Me telefoneaba siempre a la misma hora. A las diez de la mañana, el Teléfono de la Esperanza era un lloradero de princesas desgraciadas que dejaban a sus hijos en la guardería y llamaban para pedir ayuda. Un macadán de historias que contaban la Historia del mundo. El teléfono proporcionaba una intimidad que ni el sexo con desconocidos conseguía, y los voluntarios aliviábamos la soledad de los usuarios escuchando. Para Adriana no era más que otro intento para levantarse. 

El psiquiatra le había recetado toda la paz artificial que había en el mercado, pero su niño muerto siempre regresaba a casa, con su cabeza rapada y sus ojos grandes, sus piezas de tente o sus cuadernos para colorear. Los niños muertos no se añoran, se necesitan desesperadamente. Y esa desesperación niega toda posibilidad de futuro. Los niños muertos te obligan a acampar a la intemperie, en torno a sus tumbas, para pudrirte en vida. Los niños muertos son estrellas lejanas que todavía dan luz, pero que ya no están. Los niños muertos te alejan de Dios, o de la ausencia de Dios, y las mujeres de yeso, como Adriana, se deshacen en lágrimas, huecas por dentro de tanto llorar.

Me había enganchado a Adriana. Cuando no llamaba, recorría las calles en su búsqueda. Hasta que un día rompí la regla más importante, crucé la frontera prohibida, la línea Maginot que toda relación voluntario-usuario nunca debe traspasar: quedé con ella en el mundo real. Al verla entrar por la puerta de la cafetería, supe dos cosas: que la había buscado en todas mis relaciones anteriores y que, despeinada, sería la mujer más hermosa del mundo, es decir, de mi mundo. Las camareras con delantal nos sirvieron pastel de cerezas y un chocolate suizo que parecía magma del Krakatoa.
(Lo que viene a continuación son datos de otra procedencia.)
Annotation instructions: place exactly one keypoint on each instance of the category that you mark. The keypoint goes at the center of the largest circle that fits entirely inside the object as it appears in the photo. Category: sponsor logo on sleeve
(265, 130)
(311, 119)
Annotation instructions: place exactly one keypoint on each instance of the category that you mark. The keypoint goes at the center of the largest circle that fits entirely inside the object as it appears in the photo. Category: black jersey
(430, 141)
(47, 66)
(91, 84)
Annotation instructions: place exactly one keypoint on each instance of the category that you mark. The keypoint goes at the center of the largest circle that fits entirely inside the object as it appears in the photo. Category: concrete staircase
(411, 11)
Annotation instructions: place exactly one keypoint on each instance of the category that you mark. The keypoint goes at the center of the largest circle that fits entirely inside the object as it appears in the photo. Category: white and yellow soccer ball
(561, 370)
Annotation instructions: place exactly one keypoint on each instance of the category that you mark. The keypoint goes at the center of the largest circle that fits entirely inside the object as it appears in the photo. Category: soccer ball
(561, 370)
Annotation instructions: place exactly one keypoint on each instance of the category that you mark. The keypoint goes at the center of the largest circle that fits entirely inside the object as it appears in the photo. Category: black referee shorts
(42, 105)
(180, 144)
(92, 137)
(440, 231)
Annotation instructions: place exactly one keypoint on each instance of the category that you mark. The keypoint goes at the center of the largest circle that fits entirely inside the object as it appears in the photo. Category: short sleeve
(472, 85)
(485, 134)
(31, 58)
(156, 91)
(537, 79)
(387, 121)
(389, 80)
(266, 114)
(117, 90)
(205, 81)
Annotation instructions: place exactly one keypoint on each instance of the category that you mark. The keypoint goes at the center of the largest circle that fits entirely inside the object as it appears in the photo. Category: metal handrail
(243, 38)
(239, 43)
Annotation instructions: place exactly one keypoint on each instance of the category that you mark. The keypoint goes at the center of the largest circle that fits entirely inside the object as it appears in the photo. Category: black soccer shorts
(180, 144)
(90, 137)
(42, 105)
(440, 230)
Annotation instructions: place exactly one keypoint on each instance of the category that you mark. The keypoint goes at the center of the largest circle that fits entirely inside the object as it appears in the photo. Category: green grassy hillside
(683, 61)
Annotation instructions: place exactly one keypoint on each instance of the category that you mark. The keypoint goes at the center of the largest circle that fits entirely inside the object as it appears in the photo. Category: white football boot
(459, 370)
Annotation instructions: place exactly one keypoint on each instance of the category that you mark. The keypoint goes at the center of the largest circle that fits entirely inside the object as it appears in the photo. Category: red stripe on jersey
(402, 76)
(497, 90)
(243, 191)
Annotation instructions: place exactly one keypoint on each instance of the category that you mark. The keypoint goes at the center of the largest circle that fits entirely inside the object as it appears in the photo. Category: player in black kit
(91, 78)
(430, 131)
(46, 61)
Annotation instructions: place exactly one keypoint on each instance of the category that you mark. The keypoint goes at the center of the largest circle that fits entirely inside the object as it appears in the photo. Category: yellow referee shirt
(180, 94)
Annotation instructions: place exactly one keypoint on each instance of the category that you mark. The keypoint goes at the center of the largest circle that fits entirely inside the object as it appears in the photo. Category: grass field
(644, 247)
Le tomé la mano y sentí la felicidad en vuelo rasante.

Se vino a vivir a mi casa. La convivencia fue un infierno. Puedes hablarle con ternura a un león, pero no al recuerdo de un niño muerto. Se despertaba gritando en sueños y lloraba sin poder articular palabra. El latido del niño muerto atravesaba todas las dimensiones conocidas; no existían malabares que distrajesen a Adriana del niño muerto. Empezaba a tender la ropa y se quedaba inmóvil, petrificada en un suspiro. Muy pronto descubrí que el niño muerto apenas dejaba espacio para mí.

La culpa lava mal y deja manchas. No debí perder los nervios y dejarla sola aquella tarde, sola con esa corona de espinas que era el niño muerto, y ahora regreso, una y otra vez, y trato de acercarme al arrepentimiento, ese supermercado abierto las veinticuatro horas.